The United Nations envoy to Libya, Ghassan Salame, said there are 10 countries intervening in Libya, adding that he is working with the UN Secretary General to take the necessary measures to stop such interventions.
Speaking to Al-Jazeera TV on Wednesday, Salame said there are foreign countries supplying arms to different Libyan parties despite the UN arms embargo on the country.
"We have done so much progress in the political process in Libya such as joint meetings for House of Representatives and High Council of State and the ceasefire agreement in Tripoli as well as economic reforms' package, ending troubles at the oil crescent in June 2018 and recently resuming oil production at Sharara oilfield." Salame said.
Conflict for money not ideology
Salame also indicated that Gaddafi's regime left Libyans' hands busy with over 10 million arms' pieces.
"The fighting in Libya is no in any way similar to other Arab countries, it is a conflict for resources and wealth not for ideologies and even at the UN Security Council, there isn't a significant division among shot callers as there is regarding Syria, for instance." He remarked.
He rejected the accusations against the UNSMIL and himself about their role in Libya, saying the UNSMIL has been working tirelessly and effectively, referring to achieving peace through a ceasefire in Tripoli.
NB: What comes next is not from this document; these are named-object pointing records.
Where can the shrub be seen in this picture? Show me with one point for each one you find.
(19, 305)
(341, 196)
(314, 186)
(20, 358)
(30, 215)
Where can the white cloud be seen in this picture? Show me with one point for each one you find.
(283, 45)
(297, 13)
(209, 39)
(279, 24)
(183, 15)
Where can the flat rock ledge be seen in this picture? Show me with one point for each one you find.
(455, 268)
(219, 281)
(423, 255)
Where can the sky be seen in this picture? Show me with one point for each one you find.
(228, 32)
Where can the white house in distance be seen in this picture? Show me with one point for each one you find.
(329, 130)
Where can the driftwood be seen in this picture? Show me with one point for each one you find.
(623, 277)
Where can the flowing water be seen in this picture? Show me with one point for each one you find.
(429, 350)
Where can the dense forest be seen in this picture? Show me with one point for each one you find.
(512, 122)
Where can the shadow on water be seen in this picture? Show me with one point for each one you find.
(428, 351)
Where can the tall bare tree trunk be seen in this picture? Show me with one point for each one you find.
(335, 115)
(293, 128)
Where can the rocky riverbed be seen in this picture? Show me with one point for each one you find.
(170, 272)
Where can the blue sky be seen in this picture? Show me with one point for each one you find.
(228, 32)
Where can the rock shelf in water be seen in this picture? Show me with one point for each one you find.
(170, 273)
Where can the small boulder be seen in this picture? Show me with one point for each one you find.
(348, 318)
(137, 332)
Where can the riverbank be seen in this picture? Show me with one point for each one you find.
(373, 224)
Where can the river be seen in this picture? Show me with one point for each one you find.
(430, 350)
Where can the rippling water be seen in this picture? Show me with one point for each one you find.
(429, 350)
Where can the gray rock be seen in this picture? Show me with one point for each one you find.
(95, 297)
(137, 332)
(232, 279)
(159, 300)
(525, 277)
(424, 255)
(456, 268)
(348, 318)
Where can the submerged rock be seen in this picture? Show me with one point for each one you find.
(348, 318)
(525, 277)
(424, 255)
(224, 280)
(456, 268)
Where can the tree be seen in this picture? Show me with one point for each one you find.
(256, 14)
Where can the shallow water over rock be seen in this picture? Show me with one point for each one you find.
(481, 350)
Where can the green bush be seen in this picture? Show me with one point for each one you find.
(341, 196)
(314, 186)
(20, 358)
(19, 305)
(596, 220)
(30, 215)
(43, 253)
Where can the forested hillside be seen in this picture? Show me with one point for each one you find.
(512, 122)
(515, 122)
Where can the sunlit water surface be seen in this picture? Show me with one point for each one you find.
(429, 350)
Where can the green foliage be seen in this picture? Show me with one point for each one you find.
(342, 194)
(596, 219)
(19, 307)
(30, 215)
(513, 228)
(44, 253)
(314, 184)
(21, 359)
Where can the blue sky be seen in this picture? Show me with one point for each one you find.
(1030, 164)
"What I represent is my own convictions which urge for building a democratic civilian state in Libya and I will never betray my own convictions. I didn't come to Libya to make deals, I came to help Libyans build their future state." Salame added.
Corruption among Libya's politicians
He explained that the political leaderships and elites in Libya are against any democratic progress as they keep benefiting from the chaos and keep stealing the resources and wealth of the country.
"In Libya, everyday there is a new millionaire and the middles class shrinks more and more day in and day out." Salame further explained.
"The Political leaders in Libya are corrupted beyond expression. They are using their posts to take money and invest for their own benefits abroad." Salame remarked.
He indicated that what makes things worse is that those corrupted politicians are stealing Libya's money and investing it overseas not in their country.
"IT's time those clinging to their posts have gone away from the scene and other come to build the future state of Libya." He added.